Quality of the evaluations of clinical studies in adult critical care and emergency medicine on a specialized Internet site
© BioMed Central Ltd. 2010
Published: 1 March 2010
Given the huge publication flow, tools helping intensivists to select articles worth reading and to appraise relevant information are welcome. Evaluations of selected articles on dedicated Internet sites could serve that purpose.
As a first attempt to estimate the quality of such sites, we conducted a prospective observational study of http://www.f1000medicine.org (F1000). Consecutive adult clinical studies with a first F1000 evaluation in the critical care and emergency medicine specialty were included. We recorded predefined items describing the internal validity, clinical relevance and external coherence of the studies and corresponding information in their evaluations. The primary endpoint was conformity of the conclusions to raw study results, compared between each study and its first F1000 evaluation.
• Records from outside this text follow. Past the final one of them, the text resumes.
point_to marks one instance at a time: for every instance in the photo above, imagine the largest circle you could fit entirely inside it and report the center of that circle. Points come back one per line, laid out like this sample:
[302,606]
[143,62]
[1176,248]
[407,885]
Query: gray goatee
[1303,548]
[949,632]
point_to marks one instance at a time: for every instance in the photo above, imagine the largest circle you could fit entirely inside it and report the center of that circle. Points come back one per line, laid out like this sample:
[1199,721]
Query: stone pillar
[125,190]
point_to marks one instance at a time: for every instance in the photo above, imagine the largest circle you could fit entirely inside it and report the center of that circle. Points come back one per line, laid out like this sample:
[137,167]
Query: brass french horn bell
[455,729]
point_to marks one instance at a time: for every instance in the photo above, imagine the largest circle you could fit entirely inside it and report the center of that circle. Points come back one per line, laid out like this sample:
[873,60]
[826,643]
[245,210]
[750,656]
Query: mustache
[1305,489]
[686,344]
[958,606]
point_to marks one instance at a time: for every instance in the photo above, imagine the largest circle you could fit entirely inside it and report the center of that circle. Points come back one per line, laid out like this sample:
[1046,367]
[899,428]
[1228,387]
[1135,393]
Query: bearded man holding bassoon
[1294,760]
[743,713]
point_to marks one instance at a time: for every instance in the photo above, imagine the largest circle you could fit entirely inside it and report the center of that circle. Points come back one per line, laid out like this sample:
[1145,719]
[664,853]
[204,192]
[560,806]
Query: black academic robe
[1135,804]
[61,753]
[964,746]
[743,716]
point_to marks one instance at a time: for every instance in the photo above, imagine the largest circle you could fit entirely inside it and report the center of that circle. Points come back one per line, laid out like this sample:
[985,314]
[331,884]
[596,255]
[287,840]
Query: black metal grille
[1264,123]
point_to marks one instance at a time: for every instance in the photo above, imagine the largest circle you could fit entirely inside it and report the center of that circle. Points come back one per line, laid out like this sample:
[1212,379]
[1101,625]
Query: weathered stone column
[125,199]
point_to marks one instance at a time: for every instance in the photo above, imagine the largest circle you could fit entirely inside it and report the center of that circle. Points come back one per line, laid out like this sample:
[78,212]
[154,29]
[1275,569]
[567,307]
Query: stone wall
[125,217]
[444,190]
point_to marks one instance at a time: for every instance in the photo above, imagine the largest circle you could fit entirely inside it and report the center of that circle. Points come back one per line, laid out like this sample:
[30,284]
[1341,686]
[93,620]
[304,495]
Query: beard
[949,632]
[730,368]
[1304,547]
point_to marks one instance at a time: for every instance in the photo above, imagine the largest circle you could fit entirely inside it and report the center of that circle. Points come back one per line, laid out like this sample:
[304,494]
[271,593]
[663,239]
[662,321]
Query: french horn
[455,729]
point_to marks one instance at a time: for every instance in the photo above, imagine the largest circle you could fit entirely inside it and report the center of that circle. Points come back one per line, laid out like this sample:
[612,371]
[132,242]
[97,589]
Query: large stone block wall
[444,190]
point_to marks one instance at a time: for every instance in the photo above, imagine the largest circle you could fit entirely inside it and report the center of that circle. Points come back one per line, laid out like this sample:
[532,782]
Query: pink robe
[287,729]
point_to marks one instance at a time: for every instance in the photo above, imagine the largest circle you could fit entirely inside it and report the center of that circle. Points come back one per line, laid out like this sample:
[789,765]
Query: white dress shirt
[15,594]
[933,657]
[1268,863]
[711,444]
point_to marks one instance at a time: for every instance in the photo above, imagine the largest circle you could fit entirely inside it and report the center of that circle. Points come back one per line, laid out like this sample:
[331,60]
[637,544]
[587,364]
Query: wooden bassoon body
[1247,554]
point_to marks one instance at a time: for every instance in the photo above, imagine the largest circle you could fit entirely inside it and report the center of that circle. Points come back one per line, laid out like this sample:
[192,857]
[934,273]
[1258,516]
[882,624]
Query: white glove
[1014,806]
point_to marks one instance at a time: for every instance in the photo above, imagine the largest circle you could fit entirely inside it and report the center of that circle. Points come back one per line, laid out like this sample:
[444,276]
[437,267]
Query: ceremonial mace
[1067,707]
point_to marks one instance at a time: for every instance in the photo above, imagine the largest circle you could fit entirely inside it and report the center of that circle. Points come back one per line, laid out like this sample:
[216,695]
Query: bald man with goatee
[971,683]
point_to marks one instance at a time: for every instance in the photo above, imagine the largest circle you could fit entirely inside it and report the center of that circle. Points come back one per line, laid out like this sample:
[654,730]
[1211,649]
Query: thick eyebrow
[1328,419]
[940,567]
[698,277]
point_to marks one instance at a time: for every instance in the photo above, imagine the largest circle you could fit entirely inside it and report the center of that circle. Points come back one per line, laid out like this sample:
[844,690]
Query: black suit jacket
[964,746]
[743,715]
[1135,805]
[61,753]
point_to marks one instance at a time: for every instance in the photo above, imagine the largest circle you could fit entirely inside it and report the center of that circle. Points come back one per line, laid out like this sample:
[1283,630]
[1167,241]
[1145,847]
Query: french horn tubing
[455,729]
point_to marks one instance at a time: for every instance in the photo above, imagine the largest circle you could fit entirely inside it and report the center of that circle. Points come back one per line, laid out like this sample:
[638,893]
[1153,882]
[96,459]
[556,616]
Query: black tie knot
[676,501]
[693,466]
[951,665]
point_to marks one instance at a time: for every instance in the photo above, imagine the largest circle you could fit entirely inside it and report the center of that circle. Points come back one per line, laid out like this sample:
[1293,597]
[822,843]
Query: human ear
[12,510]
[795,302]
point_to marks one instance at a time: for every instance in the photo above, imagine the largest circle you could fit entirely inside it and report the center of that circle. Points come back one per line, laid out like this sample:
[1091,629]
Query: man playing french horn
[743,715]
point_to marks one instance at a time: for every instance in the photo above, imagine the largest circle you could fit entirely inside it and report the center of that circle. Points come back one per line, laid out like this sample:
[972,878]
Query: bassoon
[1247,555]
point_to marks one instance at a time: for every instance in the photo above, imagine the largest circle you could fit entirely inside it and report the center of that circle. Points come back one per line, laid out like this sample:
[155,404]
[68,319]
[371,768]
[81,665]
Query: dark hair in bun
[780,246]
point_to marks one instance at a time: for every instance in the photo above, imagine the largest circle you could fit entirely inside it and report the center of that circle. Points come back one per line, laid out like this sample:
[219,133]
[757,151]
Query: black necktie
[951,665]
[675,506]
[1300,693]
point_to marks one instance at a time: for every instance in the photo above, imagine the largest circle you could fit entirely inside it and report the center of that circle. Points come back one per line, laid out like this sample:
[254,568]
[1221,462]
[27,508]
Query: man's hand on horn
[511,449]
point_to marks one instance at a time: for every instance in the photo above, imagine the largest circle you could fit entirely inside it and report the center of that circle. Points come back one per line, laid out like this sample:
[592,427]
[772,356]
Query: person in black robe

Fifty studies with 56 evaluations (six articles evaluated twice) were included. Conclusions conform to factual study results in 52% of the studies, excessive in 30%, out of scope in 18%; conform in 36% of all evaluations, excessive in 25%, out of scope in 39%. The conformity level significantly differed between the studies and their first evaluation (P = 0.026, Mantel-Haenszel chi-squared test). No association between conformity level and journal impact factor was observed in included studies (P = 0.84, Kruskal-Wallis test), neither in their evaluations between conformity level and publication-to-evaluation time (P = 0.46), evaluation length (P = 0.35) nor strictly article-focused relative length (P = 0.027, Bonferroni correction: NS). Regarding internal validity, out of 28 prospective studies (13 interventional), five had been registered, three of which before study termination with publicly traceable protocol changes; registration was discussed in four out of 33 related evaluations. Alpha risk inflation was uncontrolled in 95% out of 41 nonpurely descriptive studies, but never discussed in their 46 evaluations. Out of 20 negative studies, 16 were underpowered (an unrecognized fact in 15 studies), but power was discussed in only five out of 25 related evaluations. Clinical relevance was discussed in only 13% of F1000 evaluations. Regarding external coherence, 52% of F1000 evaluations did not relate study results to existing literature.
Our results suggest that F1000 evaluations often provide information poorly suited to critical appraisal of clinical studies by intensivists. Basing evaluations on assessment grids could improve their overall quality.